A Break in Childhood | Teen Ink

A Break in Childhood

December 14, 2016
By RobertSmith BRONZE, Warren, New Jersey
RobertSmith BRONZE, Warren, New Jersey
2 articles 0 photos 0 comments

The day was magnificent as we reached Quebec, Canada for the beginning of our ski excursion. Although it hadn’t snowed much on the mountains, there were machines up and running much earlier than I even planned on waking up. As to be expected, there were some spots that had been neglected to be covered with snow. I had loved skiing since I was younger, and Quebec was known for being one of the nicest areas east of the Rockies. I couldn’t wait. I suited up for that morning, trying to rush just to get onto the beautiful terrain. Everything was perfect.


My family decided that the first step our vacation was to take the gondola all the way up to the summit. Once we got there, my sister and I started racing down the hardest trails we could see, as we always did, with the parents trailing behind. We all stayed on the same path until the trail forked, with a menacing black on one side and friendly green on the other. My mother took the green while the rest of us took the more challenging path. While easily making our way down, my father and sister noticed a large hill, which I hadn’t noticed, since I was far behind. I saw my sister bare right to get it, but she was quickly cut off by my father who was the most advanced skier.  He went over the hill and neither my sister nor I saw him continue down the mountain. After that things seemed to move in slow motion. I saw my sister looking down from the top of the hill.


“Are you okay?” I heard my sister yell down to my dad. I skied over to see what happened. My gut twisted and I felt a grave mood fill the air. I saw my dad laying down at the bottom of a cliff like structure, looking so vulnerable in his moment of agony.


“Did you fall?” I asked, assuming that he would get up, being the strong skier that he had always been. There was no response.


“I’m going to ski down and tell mom what happened!” I heard my sister spit out, right before whizzing down the rest of the trail and meeting my mother at the bottom where both trails had merged. I decided to stay with my dad. In the moment, I found myself in a tough situation. I knew that my dad would need help, but being juvenile, I wasn’t used to giving any help. I was only used to receiving it, usually from people like him. For the first time, I was in an unjustified position of power. I didn’t know what to do. The strongest thing I had ever known was taken from me in a matter of seconds.

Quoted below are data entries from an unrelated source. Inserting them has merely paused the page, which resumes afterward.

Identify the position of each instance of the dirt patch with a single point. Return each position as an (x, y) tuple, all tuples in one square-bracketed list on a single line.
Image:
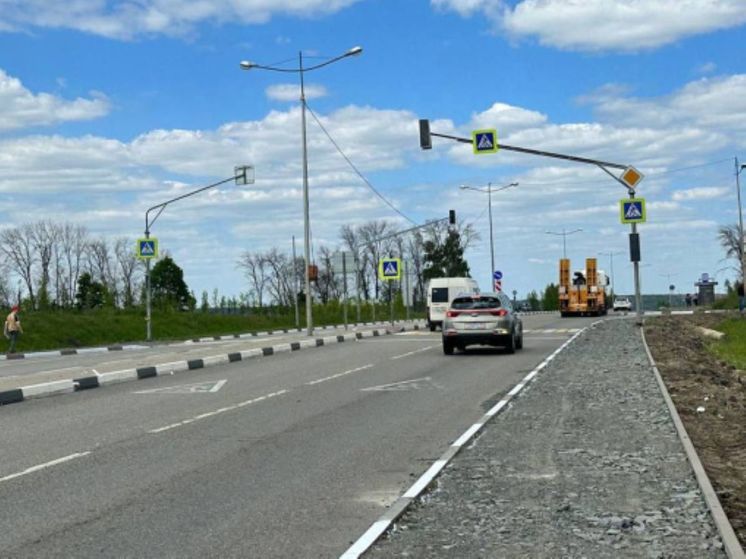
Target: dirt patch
[(710, 396)]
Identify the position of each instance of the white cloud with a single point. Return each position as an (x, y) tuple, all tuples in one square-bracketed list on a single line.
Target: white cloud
[(20, 108), (602, 25), (126, 20), (702, 193), (291, 92)]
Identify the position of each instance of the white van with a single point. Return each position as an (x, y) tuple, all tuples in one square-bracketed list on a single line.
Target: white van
[(440, 293)]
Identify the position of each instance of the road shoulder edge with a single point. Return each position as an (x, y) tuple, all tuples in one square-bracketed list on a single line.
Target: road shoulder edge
[(730, 541)]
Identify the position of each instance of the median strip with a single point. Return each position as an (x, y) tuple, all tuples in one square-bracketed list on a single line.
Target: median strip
[(74, 385)]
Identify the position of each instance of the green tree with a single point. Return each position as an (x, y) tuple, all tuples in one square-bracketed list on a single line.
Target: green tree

The next few moments were hard to remember, but I do recall Ski Patrol taking him down in a stretcher and into an ambulance, where they told my mother which hospital to go to. We rushed in the car and all I could think of was the image of my dad laying motionless on the ground. Everything was supposed to be perfect. It always was when we went on vacation, and if not, the dilemma could always be fixed That was the outcome I was hoping for. When we got to the hospital I began to ask my mom all the questions that were flooding my mind.


“Did he break his leg?”


“Yes, but they can fix it.”


“Will he ever get fully better?”


“They will fix him up the best they can….” I knew that this was the appropriate answer to tell a child when you know that things would never get fully better. It will always be broken, he will never completely recover, and he will always have to live with at least a limp. This was not perfect. I couldn’t even imagine a big change like this that would last forever. It had never happened before, and I hadn’t imagined that it would ever happen, until that moment.


The later events are inconsequential except the fact that I started to imagine future years where my dad would always have a limp to remind him of this terrifying event. Eventually the factor of it’s-not-going-to-change settled in and I accepted it. It was bad, but it happened and there was nothing that the strongest man in the world could do to fix himself. I knew that my dad wasn’t the omniscient being, and so I assumed no one was. I had to come to terms with the fact that my dad was the best he could be, and although he tried to be strong in front of me, he had weak spots like the rest of us. I learned in that moment that not everything could be fixed, and those are the moments that make you grow up the most in life.